Well, none of that sissy fainting stuff happens with Rajnikant! I am talking about this Tamil movie called Manithan (human being), early or mid-80s, I'm not too sure. May or may not be a ripoff of a Hindi flick. Rajnikant plays this honest Robin-Hood style character who of course gets into trouble with the cops. Some IG (Inspector General) of Madras decides enough is enough, Robin has to be caught. Said IG is played by Major Sunderrajan (before you ask, no, no relation, also note that its spelt with an `e' and not with an `a' like my name, and I HATE it when people can't spell it right!). You might say he was the Jagdish Raaj or Iftekhar of Tamil movies for a while. Little does IG Major Sunderrajan know that Rajnikant's daytime alter ego is respected in his own house: he is the mooh-bola brother of IG's wife, played by the errreeeetayting Sree Vidya, who happens to be a doctor.
Anyway, in due course, the police actually catches Rajni red-handed, and chases him for a while on the streets of Madras (these scenes involve unbelievable stunts by stunt doubles where Rajni puts on some kid's skates and skates along Mount Road, in heavy traffic, and actually SKIDS UNDER A TRUCK ON SKATES). Eventually, Rajni gets shot by the cops but manages to escape arrest by sneaking into a house... surprise, surprise! It happens to be the IG's house with Sree Vidya inside, asking him what went wrong, whats going on, and when she sees that he's been shot (he took a bullet in the left arm, by the way), she starts bawling madly.... Oooo my brother and whatnaught. *He* calms *her* down, asks her to take him down to the basement and remove his bullet - and she (remember, she's a doctor!) freaks out and says no! No! Thats gonna hurt! I can't do that! We need to take you to the hospital, waaaaah!!!! Rajni says nothing doing, sis, we are gonna do it, you and me, so bring me a knife and a candle....
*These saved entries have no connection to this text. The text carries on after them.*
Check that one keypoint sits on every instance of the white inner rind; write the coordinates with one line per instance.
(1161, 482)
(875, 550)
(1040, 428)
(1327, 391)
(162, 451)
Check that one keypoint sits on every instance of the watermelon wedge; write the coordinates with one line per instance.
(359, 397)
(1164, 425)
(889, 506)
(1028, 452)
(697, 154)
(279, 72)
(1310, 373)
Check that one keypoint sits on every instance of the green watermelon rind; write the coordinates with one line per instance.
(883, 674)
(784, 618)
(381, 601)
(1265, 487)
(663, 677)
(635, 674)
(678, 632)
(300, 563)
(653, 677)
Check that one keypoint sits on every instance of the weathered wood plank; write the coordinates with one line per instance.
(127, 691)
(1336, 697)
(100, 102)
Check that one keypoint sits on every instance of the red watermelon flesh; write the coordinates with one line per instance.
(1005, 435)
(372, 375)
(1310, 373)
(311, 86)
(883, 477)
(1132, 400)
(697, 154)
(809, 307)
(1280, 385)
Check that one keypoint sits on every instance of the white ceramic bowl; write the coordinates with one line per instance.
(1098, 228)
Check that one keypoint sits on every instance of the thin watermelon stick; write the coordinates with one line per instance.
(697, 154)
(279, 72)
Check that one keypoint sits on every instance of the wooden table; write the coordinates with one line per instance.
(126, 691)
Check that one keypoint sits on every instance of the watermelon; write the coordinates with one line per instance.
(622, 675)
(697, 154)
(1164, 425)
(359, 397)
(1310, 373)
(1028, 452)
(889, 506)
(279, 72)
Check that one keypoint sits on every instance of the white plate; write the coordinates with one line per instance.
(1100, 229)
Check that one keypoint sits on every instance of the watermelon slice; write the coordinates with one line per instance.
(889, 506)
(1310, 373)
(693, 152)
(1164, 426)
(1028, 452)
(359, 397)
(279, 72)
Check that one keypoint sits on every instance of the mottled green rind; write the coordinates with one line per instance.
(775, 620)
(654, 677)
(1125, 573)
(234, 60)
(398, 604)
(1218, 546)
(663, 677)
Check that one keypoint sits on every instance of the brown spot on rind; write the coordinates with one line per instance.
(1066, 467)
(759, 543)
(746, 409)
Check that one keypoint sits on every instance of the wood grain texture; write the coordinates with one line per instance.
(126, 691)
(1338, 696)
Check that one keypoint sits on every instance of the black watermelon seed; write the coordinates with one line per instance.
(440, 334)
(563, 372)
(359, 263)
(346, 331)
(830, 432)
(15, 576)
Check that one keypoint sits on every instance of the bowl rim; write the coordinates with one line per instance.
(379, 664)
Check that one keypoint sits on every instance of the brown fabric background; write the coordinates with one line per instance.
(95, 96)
Noooo!!! I can't do this!!! Please!
Aw come on, sis!
So, anyway, Rajni is of course cool through the whole scene, all quiet except for *his* trademark grimace on his face, and his early 80s hair falling on his face once in a while, his black leather getup making him sweat in the Madras heat. Sree Vidya finally manages to heat up the knife with the candle, but chickens out totally when it comes to actually doing anything removal-wise. Rajni says, alright what the hell, and picks up the knife with his right hand. This is where you expect, based on experience of watching tens of thousands of similar films, that Sree Vidya should place some sort of cloth or even her hand in Rajni's mouth to stifle his screams. But no, this is a Rajni movie we are talking about, and Abbas clearly exclaimed in Padayappa about Rajni: What a man!
So pay attention, cos the topology of this shot is sort of complicated. Rajni is removing the bullet lodged in his upper arm (left) with his right hand, and Sree Vidya begins to scream (all that Rajni does is give his standard grimace), and Rajni shoves *HIS* left palm into *HER* mouth! With two hands, this dude not only removes the bullet, but also makes sure that his sister doesn't give him away!
Is this dude awesome or is this dude awesome? You be the judge!